As before, users have the option of editing the case to fix the error, or saving the case with errors (after which it will appear on the Incomplete Patient List). The error message may also be printed using the "Print" button.


Incomplete Patient List

The Incomplete Patient List is a list of all records that have been saved with errors (due to either incomplete or invalid data). It is limited to only 10 records per facility at any given time; once the limit has been reached, no more patient records may be created until some of the incomplete records have been resolved.

The list by may be accessed by choosing "Incomplete Patient List" from the Patient Data Menu. See below for an example:

The list may be ordered by SSN, last name, first name, DOB, or last modified by.

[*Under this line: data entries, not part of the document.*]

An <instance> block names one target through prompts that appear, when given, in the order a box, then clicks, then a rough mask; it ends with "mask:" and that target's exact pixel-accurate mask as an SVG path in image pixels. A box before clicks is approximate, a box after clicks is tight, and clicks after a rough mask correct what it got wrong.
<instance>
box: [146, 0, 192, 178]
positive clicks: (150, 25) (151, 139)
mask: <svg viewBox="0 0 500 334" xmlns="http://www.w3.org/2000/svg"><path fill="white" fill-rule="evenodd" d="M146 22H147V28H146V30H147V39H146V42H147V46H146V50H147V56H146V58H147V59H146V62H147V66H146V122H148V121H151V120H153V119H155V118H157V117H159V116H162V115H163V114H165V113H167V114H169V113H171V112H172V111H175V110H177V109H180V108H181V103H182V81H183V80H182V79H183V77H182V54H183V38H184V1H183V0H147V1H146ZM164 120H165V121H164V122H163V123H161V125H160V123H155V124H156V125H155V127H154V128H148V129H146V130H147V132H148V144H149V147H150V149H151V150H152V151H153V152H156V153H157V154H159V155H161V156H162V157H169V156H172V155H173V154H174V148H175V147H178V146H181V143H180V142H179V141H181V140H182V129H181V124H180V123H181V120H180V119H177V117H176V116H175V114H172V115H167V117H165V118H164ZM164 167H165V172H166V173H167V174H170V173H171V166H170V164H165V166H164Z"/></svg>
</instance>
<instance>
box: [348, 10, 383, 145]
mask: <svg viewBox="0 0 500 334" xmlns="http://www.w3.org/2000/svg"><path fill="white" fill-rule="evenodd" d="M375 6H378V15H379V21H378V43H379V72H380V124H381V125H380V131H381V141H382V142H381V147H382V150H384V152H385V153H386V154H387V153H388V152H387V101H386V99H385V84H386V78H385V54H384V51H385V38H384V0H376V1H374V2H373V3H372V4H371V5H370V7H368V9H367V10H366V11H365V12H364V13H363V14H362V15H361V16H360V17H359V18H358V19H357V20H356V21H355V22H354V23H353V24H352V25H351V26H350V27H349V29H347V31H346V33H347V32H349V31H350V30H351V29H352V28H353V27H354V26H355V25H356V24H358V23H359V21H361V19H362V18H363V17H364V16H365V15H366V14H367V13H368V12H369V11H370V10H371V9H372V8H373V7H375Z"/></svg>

The order may be changed by simply clicking on the column heading (in blue) that will be used to sort. The presence of one or more errors in the Patient, Case, Follow-Up, or Therapy segments of a record is indicated by a "Y" in the columns labeled P, C, F, and T. The column labeled I indicates whether an inter-record error is present.

An incomplete case may be selected by highlighting it in the list and choosing "Select." The Data Entry Status screen is then displayed and the case may be viewed or edited.

Once a case has been saved without errors, it no longer appears in the Incomplete Patient List.

Choose "Print" to generate a hard copy of the Incomplete Patient List, or "Save" to save the list to a local computer or network drive. Select "Cancel" to return to the Main Menu.

It is important to note that patients in the Incomplete Patient List are NOT included in reports, data analysis, or data exchange.